There's no question the Cardinals were upset, even though Bugel said yesterday in Phoenix there was no need for Gibbs to apologize.
"I don't want to say anything else about it," Bugel said.
But Bugel couldn't resist one more shot.
"I was a trusty lieutenant for him for nine years, a very loyal lieutenant. Hey, you've got to do what you have to do. I'll just put it that way," Bugel said.
Bugel seemed to be saying that since he once worked for Gibbs, he expected more consideration.
But Bugel, the one-time "loyal lieutenant," should know that Gibbs is careful not to run up the score.
Gibbs annoyed the Detroit Lions last year when, inside the Detroit 5-yard line and leading 45-0, he had Jeff Rutledge kneel and then turn the ball back over to the Lions on downs. The Lions felt the Redskins were showing them up.
Gibbs said he had planned to have Conklin run the ball on third-and-five and with a 34-3 lead. But the Redskins were penalized, making it third-and-10. So he decided to give Conklin a shot in the air.
"Everybody is yelling on the sidelines, 'Give Cary a chance to throw,' [but] I shouldn't have called that pass," he said. "Given the odds of how well we'd thrown the ball on third-and-10, I figured, hey, there wasn't much of a chance of us getting it anyway. And, of all things, Cary hits Art."

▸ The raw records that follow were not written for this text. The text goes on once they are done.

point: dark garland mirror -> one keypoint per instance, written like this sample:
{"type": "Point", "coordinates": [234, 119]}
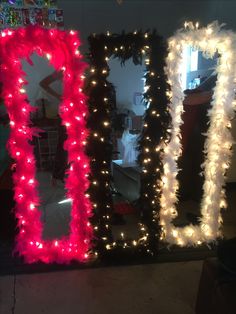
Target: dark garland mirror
{"type": "Point", "coordinates": [124, 145]}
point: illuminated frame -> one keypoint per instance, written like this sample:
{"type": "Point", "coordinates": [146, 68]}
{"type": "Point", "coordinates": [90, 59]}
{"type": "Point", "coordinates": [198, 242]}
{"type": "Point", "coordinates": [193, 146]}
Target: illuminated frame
{"type": "Point", "coordinates": [137, 46]}
{"type": "Point", "coordinates": [61, 49]}
{"type": "Point", "coordinates": [218, 142]}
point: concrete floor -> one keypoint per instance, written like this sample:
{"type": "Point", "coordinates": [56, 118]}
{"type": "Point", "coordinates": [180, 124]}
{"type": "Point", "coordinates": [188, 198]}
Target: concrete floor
{"type": "Point", "coordinates": [144, 289]}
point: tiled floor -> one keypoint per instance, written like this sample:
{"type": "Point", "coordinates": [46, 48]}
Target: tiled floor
{"type": "Point", "coordinates": [169, 288]}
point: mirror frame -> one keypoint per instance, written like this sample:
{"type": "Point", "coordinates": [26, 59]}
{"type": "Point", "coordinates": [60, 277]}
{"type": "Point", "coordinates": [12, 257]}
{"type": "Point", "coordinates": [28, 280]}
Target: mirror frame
{"type": "Point", "coordinates": [218, 145]}
{"type": "Point", "coordinates": [138, 46]}
{"type": "Point", "coordinates": [61, 49]}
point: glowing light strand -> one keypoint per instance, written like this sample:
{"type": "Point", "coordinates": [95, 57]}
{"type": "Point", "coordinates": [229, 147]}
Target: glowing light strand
{"type": "Point", "coordinates": [209, 40]}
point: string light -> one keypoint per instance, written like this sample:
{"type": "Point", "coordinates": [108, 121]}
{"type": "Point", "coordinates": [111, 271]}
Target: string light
{"type": "Point", "coordinates": [210, 40]}
{"type": "Point", "coordinates": [29, 243]}
{"type": "Point", "coordinates": [102, 48]}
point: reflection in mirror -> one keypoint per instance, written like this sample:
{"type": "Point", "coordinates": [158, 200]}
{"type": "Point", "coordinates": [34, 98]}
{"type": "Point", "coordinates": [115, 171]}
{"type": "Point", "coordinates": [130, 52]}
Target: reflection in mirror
{"type": "Point", "coordinates": [198, 81]}
{"type": "Point", "coordinates": [44, 91]}
{"type": "Point", "coordinates": [127, 125]}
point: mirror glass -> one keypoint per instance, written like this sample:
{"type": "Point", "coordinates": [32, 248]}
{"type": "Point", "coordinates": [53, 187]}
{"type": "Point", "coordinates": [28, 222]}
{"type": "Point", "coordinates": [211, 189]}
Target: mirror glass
{"type": "Point", "coordinates": [44, 90]}
{"type": "Point", "coordinates": [198, 81]}
{"type": "Point", "coordinates": [127, 125]}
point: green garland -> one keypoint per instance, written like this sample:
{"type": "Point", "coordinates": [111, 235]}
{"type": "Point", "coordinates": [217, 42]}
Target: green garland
{"type": "Point", "coordinates": [151, 48]}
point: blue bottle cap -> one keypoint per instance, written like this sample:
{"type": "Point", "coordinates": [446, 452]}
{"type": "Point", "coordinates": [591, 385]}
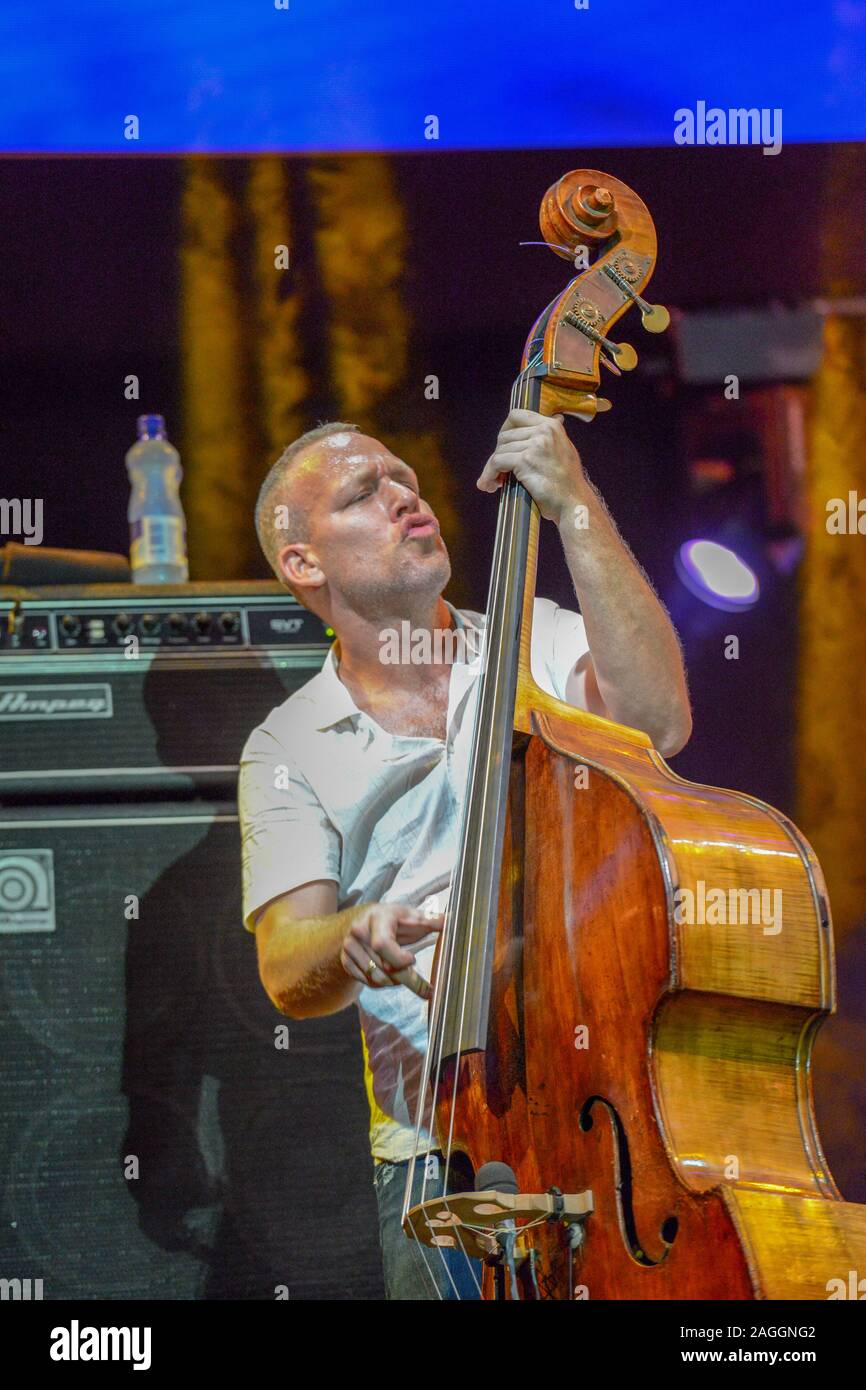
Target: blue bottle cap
{"type": "Point", "coordinates": [152, 427]}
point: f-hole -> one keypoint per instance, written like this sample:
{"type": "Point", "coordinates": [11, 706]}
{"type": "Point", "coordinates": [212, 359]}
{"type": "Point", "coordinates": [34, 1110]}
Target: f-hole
{"type": "Point", "coordinates": [670, 1225]}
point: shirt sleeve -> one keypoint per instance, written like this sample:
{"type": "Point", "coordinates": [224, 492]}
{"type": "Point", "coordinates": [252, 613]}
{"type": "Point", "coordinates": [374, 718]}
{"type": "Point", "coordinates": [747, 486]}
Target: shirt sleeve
{"type": "Point", "coordinates": [559, 641]}
{"type": "Point", "coordinates": [287, 838]}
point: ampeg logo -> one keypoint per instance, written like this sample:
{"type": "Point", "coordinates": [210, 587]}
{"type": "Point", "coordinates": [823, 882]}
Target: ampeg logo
{"type": "Point", "coordinates": [287, 626]}
{"type": "Point", "coordinates": [56, 701]}
{"type": "Point", "coordinates": [27, 891]}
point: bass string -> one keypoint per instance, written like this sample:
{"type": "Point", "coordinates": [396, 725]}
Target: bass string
{"type": "Point", "coordinates": [520, 391]}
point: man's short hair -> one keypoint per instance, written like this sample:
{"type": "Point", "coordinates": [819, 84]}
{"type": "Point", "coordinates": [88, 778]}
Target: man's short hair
{"type": "Point", "coordinates": [271, 538]}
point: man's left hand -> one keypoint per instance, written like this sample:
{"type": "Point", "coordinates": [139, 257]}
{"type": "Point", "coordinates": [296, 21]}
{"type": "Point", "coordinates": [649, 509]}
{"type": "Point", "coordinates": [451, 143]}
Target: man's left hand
{"type": "Point", "coordinates": [538, 452]}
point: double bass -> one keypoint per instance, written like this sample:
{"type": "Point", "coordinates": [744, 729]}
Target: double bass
{"type": "Point", "coordinates": [631, 1091]}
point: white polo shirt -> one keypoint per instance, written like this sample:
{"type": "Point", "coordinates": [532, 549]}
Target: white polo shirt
{"type": "Point", "coordinates": [327, 792]}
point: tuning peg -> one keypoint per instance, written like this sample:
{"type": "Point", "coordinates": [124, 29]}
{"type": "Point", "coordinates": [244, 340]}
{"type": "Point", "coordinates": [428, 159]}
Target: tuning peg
{"type": "Point", "coordinates": [626, 356]}
{"type": "Point", "coordinates": [654, 317]}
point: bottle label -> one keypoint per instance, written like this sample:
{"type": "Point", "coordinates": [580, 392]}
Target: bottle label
{"type": "Point", "coordinates": [156, 541]}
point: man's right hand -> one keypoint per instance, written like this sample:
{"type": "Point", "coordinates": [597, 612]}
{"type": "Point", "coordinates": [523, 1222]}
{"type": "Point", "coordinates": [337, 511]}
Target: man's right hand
{"type": "Point", "coordinates": [374, 950]}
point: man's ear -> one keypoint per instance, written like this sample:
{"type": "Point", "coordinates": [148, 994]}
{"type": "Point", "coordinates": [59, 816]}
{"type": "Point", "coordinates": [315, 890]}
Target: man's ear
{"type": "Point", "coordinates": [299, 565]}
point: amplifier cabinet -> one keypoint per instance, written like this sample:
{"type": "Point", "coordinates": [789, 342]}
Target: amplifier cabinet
{"type": "Point", "coordinates": [164, 1132]}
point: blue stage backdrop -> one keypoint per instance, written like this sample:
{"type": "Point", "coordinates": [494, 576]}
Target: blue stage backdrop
{"type": "Point", "coordinates": [306, 75]}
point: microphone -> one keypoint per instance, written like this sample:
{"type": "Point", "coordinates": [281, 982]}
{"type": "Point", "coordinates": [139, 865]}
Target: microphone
{"type": "Point", "coordinates": [499, 1178]}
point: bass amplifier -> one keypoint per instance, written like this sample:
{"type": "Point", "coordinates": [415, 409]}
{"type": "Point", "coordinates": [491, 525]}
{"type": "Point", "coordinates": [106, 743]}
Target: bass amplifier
{"type": "Point", "coordinates": [123, 688]}
{"type": "Point", "coordinates": [164, 1132]}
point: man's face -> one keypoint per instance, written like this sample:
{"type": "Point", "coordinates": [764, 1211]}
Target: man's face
{"type": "Point", "coordinates": [373, 537]}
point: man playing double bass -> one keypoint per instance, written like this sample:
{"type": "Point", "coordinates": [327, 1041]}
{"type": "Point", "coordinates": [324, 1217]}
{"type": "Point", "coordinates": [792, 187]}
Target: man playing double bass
{"type": "Point", "coordinates": [350, 790]}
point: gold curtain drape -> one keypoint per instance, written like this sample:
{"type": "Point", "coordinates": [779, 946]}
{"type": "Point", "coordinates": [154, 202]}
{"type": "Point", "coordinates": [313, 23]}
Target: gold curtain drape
{"type": "Point", "coordinates": [270, 352]}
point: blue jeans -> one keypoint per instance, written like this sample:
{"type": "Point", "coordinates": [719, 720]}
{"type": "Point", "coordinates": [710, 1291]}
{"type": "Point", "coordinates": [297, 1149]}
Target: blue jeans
{"type": "Point", "coordinates": [414, 1271]}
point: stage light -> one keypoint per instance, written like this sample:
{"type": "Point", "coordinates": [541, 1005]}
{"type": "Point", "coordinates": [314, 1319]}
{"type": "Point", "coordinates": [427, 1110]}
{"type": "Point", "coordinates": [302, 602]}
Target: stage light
{"type": "Point", "coordinates": [717, 576]}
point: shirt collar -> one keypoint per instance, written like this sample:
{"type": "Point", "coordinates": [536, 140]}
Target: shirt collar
{"type": "Point", "coordinates": [331, 698]}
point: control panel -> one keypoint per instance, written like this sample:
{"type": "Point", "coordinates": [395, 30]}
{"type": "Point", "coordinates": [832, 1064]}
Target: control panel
{"type": "Point", "coordinates": [177, 620]}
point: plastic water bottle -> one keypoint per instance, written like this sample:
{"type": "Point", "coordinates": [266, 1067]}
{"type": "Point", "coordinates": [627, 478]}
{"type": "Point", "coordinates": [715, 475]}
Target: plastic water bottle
{"type": "Point", "coordinates": [157, 528]}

The Cardinals are the second team in the past four days to complain about opponents running up the score. The New York Giants complained about the Dallas Cowboys going for it on fourth-and-two with a 23-3 lead on Thanksgiving Day.
But neither the Giants nor the Cardinals is likely to get much sympathy around the league.
The Cardinals, though, were still griping yesterday.
"They get a little lead and it's like they don't know how to act," safety Tim McDonald said.
At the end of the game, McDonald told some of the young players, "Just learn from this. Don't ever forget it as long as you're in this league. You're going to have opportunities to play those guys again. Don't forget what this is like."
The Redskins-Cardinals series hasn't been much of rivalry over the years. It may become one now.
NOTES: DT Eric Williams hasn't improved and is expected to miss his second straight game with an abdominal injury. CB A. J. Johnson (knee) also is unlikely to return this week, but the Redskins hope that S Danny Copeland and OL Joe Jacoby, who are both coming back from neck injuries, will be able to return this week.